Monday, January 25, 2010

Pterodactyls - by Nicky Silver




I love reading multiple plays by one writer. Obsessions and patterns emerge, but also each play's unique way of weaving the material, texturing it. It's the same but different.

Pterodactyls premiered in 1993, so before The Food Chain (1994), and before Raised In Captivity (1995). Can I comment here on the remarkable a play a year run at the Vineyard, and that there are cast over-laps - particularly Hope Davis who seems to have been in each? It feels earlier though - it feels messier, it takes on a thousand things and lodges itself in a family that nobody is going to escape from clean.
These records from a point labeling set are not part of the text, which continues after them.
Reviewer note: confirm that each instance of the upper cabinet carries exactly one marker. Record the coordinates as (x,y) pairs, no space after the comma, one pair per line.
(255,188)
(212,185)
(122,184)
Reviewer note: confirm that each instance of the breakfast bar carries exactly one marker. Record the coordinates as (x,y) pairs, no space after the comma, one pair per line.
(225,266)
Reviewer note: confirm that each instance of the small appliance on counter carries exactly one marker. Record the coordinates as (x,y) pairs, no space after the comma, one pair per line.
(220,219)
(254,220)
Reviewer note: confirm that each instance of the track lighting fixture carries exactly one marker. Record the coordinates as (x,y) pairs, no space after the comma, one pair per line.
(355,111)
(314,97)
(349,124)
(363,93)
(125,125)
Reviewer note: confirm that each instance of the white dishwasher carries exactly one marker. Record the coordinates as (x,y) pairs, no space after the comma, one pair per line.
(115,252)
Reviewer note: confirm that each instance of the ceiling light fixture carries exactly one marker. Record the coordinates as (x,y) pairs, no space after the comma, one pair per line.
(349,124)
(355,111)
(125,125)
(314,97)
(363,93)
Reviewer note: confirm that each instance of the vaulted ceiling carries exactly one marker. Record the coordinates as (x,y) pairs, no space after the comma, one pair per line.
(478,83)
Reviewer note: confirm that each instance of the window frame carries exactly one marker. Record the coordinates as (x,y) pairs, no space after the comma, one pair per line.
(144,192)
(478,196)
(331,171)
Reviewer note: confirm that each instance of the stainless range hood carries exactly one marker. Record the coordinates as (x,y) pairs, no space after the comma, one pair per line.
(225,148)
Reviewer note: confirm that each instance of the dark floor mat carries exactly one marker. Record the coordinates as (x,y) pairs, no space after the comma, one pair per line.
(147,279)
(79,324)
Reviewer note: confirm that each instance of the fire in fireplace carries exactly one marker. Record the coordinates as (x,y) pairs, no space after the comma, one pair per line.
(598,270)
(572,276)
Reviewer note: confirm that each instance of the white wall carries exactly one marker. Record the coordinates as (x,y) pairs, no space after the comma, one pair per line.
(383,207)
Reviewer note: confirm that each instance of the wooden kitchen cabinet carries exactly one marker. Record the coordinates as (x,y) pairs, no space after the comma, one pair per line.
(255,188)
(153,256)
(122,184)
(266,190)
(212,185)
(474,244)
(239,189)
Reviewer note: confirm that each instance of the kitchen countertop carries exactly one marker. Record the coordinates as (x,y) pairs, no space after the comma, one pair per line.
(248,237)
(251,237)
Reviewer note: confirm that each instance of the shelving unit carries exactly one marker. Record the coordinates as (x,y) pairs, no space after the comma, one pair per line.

A long first act (summer) followed by a second act comprised of two scenes (fall and winter). I think I say messier because it's got that fluidity of monologues and lines spoken out, of characters following their own paths through the same landscape, without a sense of any imposed structure. It follows its own logic and it works. I'm going to go out on a limb here and suggest that many playwrights start this way, there's a breathlessness, a scrambling to keep up with yourself and get it all down exactly as it is felt in early plays. Maybe. And then things develop, new muscles grow, new concerns. Not that the development is a bad thing, absolutely not, but it can be kindof an awkward period. A bumpy-skinned, gangly adolescence after the effortless simplicity of a child's access to whatever well writing comes from.

Back on track. In the first act, Emma brings Tommy home to meet her mother. He's a waiter, they're going to be married and Grace, Emma's mother, disapproves because he's not good enough, but relents enough to give him a job as a maid, complete with uniform that Tommy is happy to wear. Todd comes home after a long absence and informs them that he has AIDS, his father insists on calling him Buzz and wants to play catch, his mother refuses to engage with the information. Through monologues and flashbacks stories from this family emerge while in the present there is a willful refusal to listen or to engage with one another that propels the action into the second act where the consequences of the first act gain stakes and significance as the wedding is planned and Emma is pregnant. The final scene is almost a coda, each character holding on to their crutches and defenses as faded as Mrs. Havisham's dress and as precious to them. Throughout the play, Todd has discussed dinosaurs, excavated bones from the backyard, constructed a skeleton of a baby Tyrannosaurus, and this image gives the final monologue the final kiss of the play.

I would have liked to have seen this one back in 1993. I would have been a year out of high school, my head dripping with Very Important Political Playwrights as well as the primacy of devised work over text. I have a notion had I seen this the rug may have been pulled out from under me a few years earlier than it finally was. (In a production of Hurricane by Erin Cressida Wilson, 1997). But, as it was, our paths did not cross back then - NYC was not on my radar in those days, baffling but true - and I was somehow insistant on reading up on Performance Semiotics instead of new work. Maybe all this blogosphere stuff can introduce some plays and points of view to students at impressionable ages. That would certainly be a good thing.